‼️ External Dataset: 🗂️ Notice on Usage & Declaration

Hello all,

This post aims to provide clarity regarding the use of external data. In order to promote responsible practices, we kindly request that you prioritize transparency when incorporating additional data from the Internet. It is important to document your methods clearly, adhere to ethical standards, and effectively communicate them.

Please take note of the following guidelines when using an external dataset for this challenge:

  1. Transparency: The Participant agrees to maintain complete transparency when incorporating additional data from external sources. This includes clear documentation of methods used and adherence to ethical standards.

  2. External Dataset Usage: When using an external public dataset, the Participant must ensure the dataset allows non-commercial or research use. Terms of usage and licensing must be complied with, and may vary depending on the data source. In context of the MosquitoAlert data source, any publicly available MosquitoAlert data other than the datasets released as a part of the resources of this competition are not considered as valid external data sources, and Participants are not allowed to use the same in preparation of their solution for any of the phases of the competition.

  3. Dataset Declaration: In instances where the Participant collects their own dataset for training purposes, it must be made available to other participants and organizers, under a license that permits use in this competition. A link to the dataset should be shared before the end of the challenge by 12th October, 2023.

  4. Use Justification: When declaring the use of a dataset, the Participant must provide an explanation for its use in relation to this challenge. The Participant must explicitly state that the usage does not violate any terms of use for the dataset.

If you collect your own dataset and use it for training, we kindly request that you make it available to other participants and organizers with a license that allows its use in this competition. You can accomplish this by sharing the link on this thread. Please complete this step by October 12th, 2023 23:55 UTC.

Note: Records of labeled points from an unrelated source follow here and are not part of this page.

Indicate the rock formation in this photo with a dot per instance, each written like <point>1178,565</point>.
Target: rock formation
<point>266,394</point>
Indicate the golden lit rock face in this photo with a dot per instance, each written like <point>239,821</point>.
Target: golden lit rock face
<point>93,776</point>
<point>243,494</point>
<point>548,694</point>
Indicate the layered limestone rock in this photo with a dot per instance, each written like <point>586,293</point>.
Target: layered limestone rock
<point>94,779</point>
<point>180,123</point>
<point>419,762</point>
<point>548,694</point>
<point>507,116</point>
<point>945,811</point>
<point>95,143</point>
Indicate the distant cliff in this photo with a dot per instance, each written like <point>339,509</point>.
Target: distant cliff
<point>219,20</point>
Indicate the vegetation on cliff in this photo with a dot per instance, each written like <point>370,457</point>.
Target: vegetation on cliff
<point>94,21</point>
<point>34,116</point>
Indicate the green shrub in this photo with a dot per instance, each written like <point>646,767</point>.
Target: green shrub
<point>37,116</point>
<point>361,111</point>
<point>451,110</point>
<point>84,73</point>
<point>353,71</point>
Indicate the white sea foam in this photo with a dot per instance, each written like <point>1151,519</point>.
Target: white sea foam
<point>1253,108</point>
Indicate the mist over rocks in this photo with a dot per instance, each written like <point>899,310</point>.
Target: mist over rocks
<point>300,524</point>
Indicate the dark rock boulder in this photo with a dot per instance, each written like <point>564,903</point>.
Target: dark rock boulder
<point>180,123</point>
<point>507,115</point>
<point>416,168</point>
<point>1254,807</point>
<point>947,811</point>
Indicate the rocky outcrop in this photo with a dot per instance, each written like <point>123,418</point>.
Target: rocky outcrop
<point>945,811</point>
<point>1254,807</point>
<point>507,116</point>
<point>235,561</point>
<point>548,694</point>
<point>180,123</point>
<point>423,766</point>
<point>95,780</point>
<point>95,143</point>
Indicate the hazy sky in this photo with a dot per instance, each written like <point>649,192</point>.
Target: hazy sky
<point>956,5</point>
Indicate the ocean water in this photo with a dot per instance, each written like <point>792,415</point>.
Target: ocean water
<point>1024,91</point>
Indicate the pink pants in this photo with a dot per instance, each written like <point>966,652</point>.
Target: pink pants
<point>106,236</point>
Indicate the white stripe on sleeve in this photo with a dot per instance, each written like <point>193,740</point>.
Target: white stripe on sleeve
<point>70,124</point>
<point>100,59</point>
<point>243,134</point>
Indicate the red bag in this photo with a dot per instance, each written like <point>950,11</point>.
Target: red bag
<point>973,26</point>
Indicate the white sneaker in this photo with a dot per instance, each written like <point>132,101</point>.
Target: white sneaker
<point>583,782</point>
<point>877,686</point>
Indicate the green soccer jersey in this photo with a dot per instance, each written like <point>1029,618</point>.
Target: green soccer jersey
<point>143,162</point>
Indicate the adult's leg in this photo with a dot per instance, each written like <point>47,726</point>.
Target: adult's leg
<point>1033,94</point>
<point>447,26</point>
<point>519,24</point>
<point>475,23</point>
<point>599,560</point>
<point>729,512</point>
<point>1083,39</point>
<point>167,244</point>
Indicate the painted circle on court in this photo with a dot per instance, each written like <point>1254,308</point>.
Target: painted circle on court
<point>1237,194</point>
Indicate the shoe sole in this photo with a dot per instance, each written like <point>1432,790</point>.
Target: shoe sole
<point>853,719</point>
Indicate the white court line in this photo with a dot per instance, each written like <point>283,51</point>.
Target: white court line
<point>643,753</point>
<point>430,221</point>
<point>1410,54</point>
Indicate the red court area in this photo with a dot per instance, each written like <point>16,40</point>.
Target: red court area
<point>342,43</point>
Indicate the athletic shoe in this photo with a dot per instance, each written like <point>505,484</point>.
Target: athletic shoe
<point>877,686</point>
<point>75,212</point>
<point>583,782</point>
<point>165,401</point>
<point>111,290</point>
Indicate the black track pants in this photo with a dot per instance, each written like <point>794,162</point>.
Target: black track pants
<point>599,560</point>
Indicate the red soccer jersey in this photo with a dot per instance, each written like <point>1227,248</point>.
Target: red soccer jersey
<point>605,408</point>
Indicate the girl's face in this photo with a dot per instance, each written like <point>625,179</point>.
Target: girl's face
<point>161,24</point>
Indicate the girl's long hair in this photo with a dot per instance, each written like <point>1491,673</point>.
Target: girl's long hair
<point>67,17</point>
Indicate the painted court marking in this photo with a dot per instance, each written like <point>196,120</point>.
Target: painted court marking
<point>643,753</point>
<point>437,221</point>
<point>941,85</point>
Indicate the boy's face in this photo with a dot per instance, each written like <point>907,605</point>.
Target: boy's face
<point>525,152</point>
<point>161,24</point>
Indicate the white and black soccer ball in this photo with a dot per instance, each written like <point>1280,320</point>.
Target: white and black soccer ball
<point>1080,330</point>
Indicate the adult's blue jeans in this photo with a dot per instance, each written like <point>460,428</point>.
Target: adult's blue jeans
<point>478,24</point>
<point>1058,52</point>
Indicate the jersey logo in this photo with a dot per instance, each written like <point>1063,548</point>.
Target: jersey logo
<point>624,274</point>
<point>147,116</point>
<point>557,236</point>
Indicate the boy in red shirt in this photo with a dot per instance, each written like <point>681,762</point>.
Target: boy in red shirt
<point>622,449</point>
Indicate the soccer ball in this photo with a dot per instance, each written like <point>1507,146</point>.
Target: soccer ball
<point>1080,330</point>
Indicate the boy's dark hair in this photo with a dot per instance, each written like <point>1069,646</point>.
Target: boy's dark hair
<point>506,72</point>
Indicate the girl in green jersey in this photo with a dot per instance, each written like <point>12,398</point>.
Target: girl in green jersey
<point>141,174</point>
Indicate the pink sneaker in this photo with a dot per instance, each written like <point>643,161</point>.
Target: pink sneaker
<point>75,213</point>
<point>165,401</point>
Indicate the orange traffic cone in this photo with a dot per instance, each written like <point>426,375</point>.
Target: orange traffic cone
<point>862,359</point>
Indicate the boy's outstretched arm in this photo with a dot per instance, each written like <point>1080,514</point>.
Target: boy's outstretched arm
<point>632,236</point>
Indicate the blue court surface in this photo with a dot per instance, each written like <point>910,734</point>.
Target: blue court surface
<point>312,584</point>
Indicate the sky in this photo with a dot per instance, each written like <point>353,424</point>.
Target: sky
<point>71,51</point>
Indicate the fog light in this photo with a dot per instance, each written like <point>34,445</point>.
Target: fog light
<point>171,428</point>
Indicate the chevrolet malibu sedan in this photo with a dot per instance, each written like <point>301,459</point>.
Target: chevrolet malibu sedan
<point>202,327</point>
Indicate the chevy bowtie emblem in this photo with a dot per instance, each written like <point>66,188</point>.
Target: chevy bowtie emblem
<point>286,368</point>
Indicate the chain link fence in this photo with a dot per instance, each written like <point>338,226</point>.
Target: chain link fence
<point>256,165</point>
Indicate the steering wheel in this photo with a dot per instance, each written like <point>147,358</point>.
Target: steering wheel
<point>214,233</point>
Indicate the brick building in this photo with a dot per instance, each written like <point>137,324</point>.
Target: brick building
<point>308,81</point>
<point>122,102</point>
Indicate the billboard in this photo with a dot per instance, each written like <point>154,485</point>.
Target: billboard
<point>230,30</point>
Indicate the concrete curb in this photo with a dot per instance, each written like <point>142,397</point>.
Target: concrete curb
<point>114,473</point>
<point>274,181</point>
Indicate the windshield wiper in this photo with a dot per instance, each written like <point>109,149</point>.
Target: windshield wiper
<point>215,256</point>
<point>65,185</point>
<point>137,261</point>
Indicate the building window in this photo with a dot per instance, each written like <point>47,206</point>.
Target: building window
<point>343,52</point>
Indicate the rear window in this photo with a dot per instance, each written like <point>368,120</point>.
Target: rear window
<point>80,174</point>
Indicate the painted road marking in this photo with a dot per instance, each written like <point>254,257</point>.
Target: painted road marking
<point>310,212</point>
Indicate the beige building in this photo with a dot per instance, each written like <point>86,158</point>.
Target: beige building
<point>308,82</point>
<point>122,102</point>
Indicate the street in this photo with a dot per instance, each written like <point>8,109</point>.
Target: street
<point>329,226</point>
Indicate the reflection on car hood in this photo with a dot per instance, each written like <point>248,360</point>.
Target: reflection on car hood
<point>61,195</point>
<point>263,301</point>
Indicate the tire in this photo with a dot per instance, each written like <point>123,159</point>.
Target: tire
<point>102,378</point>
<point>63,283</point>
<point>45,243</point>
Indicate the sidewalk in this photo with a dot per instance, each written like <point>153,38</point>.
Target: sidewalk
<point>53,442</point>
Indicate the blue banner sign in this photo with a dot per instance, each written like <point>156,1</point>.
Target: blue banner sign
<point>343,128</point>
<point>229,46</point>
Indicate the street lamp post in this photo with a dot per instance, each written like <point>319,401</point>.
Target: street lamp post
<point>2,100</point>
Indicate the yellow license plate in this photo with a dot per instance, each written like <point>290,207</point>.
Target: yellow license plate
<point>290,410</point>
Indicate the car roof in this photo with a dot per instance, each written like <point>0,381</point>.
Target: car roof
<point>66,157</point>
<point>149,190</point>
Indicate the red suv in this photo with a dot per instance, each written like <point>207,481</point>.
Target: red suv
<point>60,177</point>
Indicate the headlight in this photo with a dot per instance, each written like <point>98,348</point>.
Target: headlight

In the comments of this post, please provide justification for your use of the dataset in relation to participating in this challenge along with a link to access the dataset. Explicitly state that it does not violate the terms of use for the datasets.

To avoid inadvertently using MosquitoAlert data when downloading photos from GBIF, filter by rights holder:
df = df[df.rightsHolder!='Mosquito Alert']

1 Like

Datasets used:

  • Inaturalist subset containing images from the six mosquito classes.
    Removed all images without a explicit license allowing non-commercial usage, removed larvae stage mosquitos based on metadata.
    Google Colab
    inaturalist-mosquitos-cropped | Kaggle
  • GBIF subset containing images from the six mosquito classes.
    Removed all the images published by Inaturalist or AlertMosquito, and without a explicit non-commercial license.
    Removed larvae stage mosquitos using CLIPs encoders, cropped using baseline detector.
    Google Colab
    gbif-residual-cropped | Kaggle
1 Like